A Phase 1 Trial of CIML NK Cell Infusion for Myeloid Disease Relapse After Hematopoietic Cell Transplantation
This research study is studying cytokine induced memory-like natural killer (CIML NK) cells combined with IL-2 in adult patients (18 years of age or older) with Acute Myeloid Leukemia (AML), Myelodysplastic Syndrome (MDS) and Myeloproliferative Neoplasms (MPN) who relapse after haploidentical hematopoietic cell transplantation (haplo-HCT) or HLA matched stem cells. This study will also study CIML NK cell infusion combined with IL-2 in pediatric patients (12 years of age or older) with AML, MDS, JMML who relapse after stem cell transplantation using HLA-matched related donor or related donor haploidentical stem cells.

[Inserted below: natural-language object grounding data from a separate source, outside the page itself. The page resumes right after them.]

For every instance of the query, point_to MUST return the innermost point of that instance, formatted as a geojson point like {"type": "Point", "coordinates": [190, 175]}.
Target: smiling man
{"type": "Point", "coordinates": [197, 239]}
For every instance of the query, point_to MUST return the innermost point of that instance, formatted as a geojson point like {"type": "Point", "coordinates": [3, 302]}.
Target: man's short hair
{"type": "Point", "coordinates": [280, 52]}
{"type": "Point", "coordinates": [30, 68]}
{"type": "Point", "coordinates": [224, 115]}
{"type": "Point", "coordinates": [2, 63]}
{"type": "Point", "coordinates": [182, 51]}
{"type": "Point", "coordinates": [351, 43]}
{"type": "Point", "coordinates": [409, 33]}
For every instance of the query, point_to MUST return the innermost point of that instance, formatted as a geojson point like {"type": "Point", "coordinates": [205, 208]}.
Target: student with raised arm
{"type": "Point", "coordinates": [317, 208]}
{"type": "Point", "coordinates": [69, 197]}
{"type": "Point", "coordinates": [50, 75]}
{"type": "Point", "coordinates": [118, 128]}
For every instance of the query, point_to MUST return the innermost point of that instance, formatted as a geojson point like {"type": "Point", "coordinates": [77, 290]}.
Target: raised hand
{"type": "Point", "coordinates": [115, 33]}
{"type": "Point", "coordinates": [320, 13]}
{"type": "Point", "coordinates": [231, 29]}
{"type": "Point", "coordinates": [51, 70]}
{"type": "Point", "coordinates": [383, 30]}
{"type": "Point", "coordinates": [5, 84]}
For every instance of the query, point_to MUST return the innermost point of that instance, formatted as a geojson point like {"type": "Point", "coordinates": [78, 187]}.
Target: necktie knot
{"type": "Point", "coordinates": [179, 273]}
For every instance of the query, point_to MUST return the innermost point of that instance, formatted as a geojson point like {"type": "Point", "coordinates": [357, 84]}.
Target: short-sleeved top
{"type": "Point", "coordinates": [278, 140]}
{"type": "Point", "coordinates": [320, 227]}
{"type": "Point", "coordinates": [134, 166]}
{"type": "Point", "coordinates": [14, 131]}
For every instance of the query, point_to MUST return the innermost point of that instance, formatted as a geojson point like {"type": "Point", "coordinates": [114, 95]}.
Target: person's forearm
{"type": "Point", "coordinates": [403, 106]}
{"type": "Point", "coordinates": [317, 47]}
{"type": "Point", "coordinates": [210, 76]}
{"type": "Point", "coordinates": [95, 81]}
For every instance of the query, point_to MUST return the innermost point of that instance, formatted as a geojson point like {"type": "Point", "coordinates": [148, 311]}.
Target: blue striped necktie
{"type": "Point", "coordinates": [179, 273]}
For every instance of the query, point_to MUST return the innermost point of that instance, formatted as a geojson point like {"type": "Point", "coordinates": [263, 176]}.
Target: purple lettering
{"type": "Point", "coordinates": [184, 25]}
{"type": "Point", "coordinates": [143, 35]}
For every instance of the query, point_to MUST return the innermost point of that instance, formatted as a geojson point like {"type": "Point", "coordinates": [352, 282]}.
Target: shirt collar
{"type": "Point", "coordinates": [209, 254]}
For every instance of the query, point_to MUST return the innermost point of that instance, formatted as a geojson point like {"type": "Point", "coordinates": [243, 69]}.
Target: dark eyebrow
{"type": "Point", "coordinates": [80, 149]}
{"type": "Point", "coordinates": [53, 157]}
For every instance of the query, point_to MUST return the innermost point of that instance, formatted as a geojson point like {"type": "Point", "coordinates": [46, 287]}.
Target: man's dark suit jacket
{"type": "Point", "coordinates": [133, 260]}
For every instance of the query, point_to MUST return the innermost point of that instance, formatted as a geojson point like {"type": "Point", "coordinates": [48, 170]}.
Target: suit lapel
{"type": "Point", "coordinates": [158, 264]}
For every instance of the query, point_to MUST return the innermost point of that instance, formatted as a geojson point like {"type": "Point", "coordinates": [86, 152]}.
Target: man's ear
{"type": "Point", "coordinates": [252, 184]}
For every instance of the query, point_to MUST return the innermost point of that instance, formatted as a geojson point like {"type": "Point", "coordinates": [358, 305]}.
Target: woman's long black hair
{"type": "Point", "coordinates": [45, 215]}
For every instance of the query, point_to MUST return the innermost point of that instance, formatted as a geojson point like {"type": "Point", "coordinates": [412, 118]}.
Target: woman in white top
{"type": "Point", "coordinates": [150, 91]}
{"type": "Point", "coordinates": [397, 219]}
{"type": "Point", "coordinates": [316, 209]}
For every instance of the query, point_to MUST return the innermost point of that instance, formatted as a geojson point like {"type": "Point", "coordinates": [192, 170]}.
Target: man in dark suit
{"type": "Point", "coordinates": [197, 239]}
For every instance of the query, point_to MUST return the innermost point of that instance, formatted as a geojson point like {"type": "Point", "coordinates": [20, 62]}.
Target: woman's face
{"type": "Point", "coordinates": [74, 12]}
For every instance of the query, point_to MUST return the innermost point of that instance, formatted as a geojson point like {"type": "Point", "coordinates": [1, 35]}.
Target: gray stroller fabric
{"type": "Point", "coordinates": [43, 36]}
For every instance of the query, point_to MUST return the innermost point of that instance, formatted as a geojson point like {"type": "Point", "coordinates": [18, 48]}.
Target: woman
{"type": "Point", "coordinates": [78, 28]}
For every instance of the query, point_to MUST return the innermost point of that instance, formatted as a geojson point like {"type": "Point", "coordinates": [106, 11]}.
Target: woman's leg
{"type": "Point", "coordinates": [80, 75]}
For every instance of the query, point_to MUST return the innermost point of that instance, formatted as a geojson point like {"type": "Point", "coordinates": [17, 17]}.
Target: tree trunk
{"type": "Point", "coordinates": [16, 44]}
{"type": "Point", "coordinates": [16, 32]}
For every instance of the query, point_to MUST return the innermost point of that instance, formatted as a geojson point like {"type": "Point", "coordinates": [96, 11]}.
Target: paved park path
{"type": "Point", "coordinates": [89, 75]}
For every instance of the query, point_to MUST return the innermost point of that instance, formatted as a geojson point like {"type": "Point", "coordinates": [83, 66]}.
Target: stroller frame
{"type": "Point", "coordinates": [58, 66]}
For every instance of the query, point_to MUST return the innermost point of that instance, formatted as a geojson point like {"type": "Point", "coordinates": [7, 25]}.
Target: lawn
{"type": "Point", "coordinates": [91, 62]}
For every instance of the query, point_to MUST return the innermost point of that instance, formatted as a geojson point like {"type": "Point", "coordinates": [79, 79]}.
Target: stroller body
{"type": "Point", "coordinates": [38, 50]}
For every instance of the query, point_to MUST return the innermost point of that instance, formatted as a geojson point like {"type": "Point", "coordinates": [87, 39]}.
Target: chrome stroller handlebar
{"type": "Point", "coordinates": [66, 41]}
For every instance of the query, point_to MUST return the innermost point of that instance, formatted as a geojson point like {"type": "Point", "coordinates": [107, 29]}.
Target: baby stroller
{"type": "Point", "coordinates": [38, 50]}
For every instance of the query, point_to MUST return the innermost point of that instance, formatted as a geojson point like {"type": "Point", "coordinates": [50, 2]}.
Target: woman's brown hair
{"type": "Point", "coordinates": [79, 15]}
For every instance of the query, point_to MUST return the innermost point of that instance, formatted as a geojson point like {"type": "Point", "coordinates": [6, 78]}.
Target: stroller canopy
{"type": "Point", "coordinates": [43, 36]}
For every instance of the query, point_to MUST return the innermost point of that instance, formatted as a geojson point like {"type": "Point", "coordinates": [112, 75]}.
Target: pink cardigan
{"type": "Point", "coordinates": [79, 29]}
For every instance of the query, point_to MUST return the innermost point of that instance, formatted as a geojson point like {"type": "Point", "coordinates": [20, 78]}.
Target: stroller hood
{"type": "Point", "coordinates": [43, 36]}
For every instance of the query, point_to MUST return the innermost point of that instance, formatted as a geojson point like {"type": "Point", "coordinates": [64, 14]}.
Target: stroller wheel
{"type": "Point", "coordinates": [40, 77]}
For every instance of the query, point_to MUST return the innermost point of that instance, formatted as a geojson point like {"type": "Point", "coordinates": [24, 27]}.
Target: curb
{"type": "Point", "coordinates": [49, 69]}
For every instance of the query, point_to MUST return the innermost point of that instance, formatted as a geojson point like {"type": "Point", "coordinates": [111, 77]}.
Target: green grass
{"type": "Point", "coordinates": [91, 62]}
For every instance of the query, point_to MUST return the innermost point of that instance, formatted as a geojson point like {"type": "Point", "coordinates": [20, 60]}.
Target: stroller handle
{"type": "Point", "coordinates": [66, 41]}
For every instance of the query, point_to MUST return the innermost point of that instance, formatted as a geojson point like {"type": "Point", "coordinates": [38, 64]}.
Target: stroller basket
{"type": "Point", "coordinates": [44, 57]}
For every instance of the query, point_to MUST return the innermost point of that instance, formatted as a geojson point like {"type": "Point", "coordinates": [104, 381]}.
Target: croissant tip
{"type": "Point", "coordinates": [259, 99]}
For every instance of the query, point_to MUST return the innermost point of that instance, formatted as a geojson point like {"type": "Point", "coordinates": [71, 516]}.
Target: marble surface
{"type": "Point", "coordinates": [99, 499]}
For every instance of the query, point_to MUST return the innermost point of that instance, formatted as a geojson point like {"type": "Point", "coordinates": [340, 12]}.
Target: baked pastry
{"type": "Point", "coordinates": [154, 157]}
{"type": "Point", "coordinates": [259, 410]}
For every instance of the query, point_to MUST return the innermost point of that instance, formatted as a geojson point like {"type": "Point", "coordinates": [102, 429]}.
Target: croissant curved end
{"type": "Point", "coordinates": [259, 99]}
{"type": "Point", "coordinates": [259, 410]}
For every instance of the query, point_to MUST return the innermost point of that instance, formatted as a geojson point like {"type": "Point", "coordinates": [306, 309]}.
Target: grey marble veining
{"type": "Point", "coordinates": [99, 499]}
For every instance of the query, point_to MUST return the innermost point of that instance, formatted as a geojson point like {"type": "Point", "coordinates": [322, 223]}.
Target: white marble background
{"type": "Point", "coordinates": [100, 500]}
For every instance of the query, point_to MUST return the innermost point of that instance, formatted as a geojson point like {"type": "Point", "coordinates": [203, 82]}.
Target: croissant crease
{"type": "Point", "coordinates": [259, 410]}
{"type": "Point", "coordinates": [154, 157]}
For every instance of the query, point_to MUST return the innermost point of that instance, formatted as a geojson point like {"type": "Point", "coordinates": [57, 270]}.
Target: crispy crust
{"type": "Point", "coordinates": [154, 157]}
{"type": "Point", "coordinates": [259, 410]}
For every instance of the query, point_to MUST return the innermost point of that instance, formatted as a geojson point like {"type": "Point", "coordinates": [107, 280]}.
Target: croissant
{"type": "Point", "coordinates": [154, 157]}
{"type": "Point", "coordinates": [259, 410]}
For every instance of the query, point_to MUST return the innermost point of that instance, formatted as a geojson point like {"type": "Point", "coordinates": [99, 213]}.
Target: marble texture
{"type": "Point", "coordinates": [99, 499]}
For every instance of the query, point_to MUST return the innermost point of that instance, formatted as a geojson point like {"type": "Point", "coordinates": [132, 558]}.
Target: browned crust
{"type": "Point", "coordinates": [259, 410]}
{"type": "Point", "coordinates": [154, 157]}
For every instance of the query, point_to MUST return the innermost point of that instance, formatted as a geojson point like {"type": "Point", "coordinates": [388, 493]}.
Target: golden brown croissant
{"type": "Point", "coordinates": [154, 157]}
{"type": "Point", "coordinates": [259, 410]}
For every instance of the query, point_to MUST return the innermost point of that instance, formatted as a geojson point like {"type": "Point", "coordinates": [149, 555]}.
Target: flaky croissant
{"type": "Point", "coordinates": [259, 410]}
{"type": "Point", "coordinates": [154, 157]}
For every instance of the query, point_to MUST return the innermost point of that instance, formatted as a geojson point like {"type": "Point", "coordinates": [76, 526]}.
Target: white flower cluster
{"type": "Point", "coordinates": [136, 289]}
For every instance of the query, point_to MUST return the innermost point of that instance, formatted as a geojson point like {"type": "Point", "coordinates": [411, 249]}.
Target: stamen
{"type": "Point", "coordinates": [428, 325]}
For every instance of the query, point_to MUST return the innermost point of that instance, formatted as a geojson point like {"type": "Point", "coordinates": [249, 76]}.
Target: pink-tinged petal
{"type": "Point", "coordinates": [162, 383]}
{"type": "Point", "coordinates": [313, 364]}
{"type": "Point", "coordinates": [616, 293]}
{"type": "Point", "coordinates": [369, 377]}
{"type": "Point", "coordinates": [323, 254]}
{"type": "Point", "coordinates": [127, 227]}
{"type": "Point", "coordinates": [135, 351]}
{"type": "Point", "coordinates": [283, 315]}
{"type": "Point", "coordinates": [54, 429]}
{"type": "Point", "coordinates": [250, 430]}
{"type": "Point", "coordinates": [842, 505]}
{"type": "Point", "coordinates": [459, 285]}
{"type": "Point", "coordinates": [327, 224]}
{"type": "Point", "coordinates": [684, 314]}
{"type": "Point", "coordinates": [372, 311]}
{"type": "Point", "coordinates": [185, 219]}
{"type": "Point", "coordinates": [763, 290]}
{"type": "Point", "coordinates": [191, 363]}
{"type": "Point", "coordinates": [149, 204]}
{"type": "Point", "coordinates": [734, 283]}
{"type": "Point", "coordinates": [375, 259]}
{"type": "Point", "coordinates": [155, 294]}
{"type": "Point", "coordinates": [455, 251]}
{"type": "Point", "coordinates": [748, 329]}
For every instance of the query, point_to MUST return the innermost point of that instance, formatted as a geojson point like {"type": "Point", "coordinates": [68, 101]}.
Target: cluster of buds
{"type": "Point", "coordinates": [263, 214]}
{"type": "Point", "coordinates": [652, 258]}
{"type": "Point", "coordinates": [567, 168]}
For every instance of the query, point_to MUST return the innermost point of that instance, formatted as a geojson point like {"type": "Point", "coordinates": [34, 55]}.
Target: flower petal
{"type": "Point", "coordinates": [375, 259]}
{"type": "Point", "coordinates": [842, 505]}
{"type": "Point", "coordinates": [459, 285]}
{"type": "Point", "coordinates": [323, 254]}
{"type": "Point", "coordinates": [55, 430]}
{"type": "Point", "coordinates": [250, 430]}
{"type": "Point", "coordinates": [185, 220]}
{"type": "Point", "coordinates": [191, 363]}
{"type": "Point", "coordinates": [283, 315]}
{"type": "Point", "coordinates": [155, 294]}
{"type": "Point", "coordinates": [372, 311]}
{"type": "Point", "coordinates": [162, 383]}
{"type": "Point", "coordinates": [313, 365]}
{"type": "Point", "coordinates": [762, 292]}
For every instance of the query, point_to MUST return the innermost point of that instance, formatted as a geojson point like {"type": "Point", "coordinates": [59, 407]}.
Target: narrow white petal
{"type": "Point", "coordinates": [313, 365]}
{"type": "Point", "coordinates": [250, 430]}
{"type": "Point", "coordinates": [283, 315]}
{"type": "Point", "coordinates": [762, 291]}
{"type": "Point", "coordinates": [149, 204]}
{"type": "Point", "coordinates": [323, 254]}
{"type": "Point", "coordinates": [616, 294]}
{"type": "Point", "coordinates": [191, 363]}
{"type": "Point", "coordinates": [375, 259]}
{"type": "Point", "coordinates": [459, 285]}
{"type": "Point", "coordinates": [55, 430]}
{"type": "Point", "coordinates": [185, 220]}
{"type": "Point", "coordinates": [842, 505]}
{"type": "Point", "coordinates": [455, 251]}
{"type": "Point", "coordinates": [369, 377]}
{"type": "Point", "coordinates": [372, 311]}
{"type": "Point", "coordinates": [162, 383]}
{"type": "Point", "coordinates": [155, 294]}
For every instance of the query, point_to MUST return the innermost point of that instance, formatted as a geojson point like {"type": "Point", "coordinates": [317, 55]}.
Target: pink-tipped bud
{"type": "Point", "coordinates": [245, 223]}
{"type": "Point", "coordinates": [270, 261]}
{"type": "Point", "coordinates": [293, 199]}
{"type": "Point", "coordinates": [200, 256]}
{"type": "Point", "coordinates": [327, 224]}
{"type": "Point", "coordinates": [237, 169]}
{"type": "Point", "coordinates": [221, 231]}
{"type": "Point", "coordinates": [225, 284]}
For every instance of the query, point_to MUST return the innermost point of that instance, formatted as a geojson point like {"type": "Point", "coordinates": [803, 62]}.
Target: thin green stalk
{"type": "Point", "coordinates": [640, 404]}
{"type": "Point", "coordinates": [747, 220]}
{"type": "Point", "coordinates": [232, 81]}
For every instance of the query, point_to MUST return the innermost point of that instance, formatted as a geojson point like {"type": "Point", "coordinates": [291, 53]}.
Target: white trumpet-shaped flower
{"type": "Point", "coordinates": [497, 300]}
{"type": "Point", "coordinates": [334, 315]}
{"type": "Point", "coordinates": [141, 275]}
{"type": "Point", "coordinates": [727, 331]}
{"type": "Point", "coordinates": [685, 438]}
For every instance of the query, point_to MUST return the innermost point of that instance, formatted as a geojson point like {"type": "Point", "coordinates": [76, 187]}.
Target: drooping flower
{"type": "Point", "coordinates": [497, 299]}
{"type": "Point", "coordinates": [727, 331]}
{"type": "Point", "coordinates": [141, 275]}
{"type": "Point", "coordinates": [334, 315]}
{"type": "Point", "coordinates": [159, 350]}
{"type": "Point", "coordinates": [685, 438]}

⁃ 1 Relapse or post-transplant persistence of AML, MDS (including JMML) or MPN (CMML, myelofibrosis or MDS/MPN). Disease relapse or persistence will be defined as any measurable disease by morphology, flow-cytometry, validated tests for minimal residual disease or disease-defining mutations in the bone marrow, or non-immune privileged extramedullary sites.
⁃ 2 Persistence of disease within 4 weeks before planned NK cell infusion and at least 2 weeks after completion of immune suppression taper as long as it is \> 2 months after stem cell transplantation for both adult and pediatric patients. If 2 weeks after completion of the immune suppression taper is still within 2 months of the most recent stem cell transplant, then chemotherapy with Fludarabine/Cyclophosphamide would need to start no earlier than at least 2 months after the transplant. For adults, disease persistence after a second transplant is allowed as long as the most recent transplant was a haploidentical or HLA matched stem cell transplant. In the pediatric cohort, disease persistence or recurrence after a second transplant is allowed as long as the most recent transplant was a haploidentical or matched related donor SCT.
⁃ 3 Available original donor (same donor as used for the most recent haploidentical or HLA matched stem cell transplant for adults, or for the most recent matched related donor or related haploidentical donor for pediatrics) that is willing and eligible for non-mobilized collection.
⁃ 4 Age ≥12 years.
⁃ 5 ECOG performance status ≤2. For For patients in the pediatric cohort, this corresponds to a Lansky (patients \<16 years) or Karnofsky (≥16years) performance status of ≥50.
⁃ 6 T cell chimerism ≥20% donor-derived within the 4 weeks prior to cell infusion.
⁃ 7 Patient with ≤80% bone marrow involvement within 4 weeks prior to cell infusion. Medications like hydroxyurea, decitabine or cytarabine are allowed to control rising blasts between study enrollment and cell infusion.
⁃ 8 No systemic corticosteroid therapy for GVHD (≤ 5mg of prednisone or equivalent dose of systemic steroids for non-GVHD, non-autoimmune indications are allowed) for at least 4 weeks prior to cell infusion. Patients on systemic GVHD prophylaxis medications such as tacrolimus or sirolimus need to be off these medications for at least 4 weeks prior to cell infusion.
⁃ 9 No other systemic medications/treatments (e.g. ECP) for GVHD for at least 4 weeks prior to cell infusion.
⁃ 10 Ability of the patient or legal guardian to understand and the willingness to sign a written informed consent document.
⁃ 11 Adequate organ function within 2 weeks of NK cell infusion as defined below:
• Total bilirubin: ≤1.5 x institutional upper limit of normal (ULN) (except Gilbert's or disease-related hemolysis, then \<3 x ULN)
• AST(SGOT)/ALT(SGPT): ≤3 x institutional ULN
• Serum creatinine ≤2.0mg/dL
• O2 saturation: ≥90% on room air
• LVEF \>40%. If there is no clinical evidence of a change in cardiovascular function from the time of pre-transplantation ECHO, then there is no need to repeat it. Otherwise, an ECHO will need to be repeated within 2 weeks of NK cell infusion.
⁃ 12 Negative pregnancy test for women of childbearing potential only.
⁃ 13 The effects of CIML NK cells and IL-2 on the developing human fetus are unknown. For this reason, women of child-bearing potential and men must agree to use adequate contraception (hormonal or barrier method of birth control; abstinence) prior to study entry and for the duration of study participation. Should a woman become pregnant or suspect she is pregnant while she or her partner is participating in this study, she should inform her treating physician immediately. Men treated or enrolled on this protocol must also agree to use adequate contraception prior to the study, for the duration of study participation, and 4 months after the last IL-2 dose administration.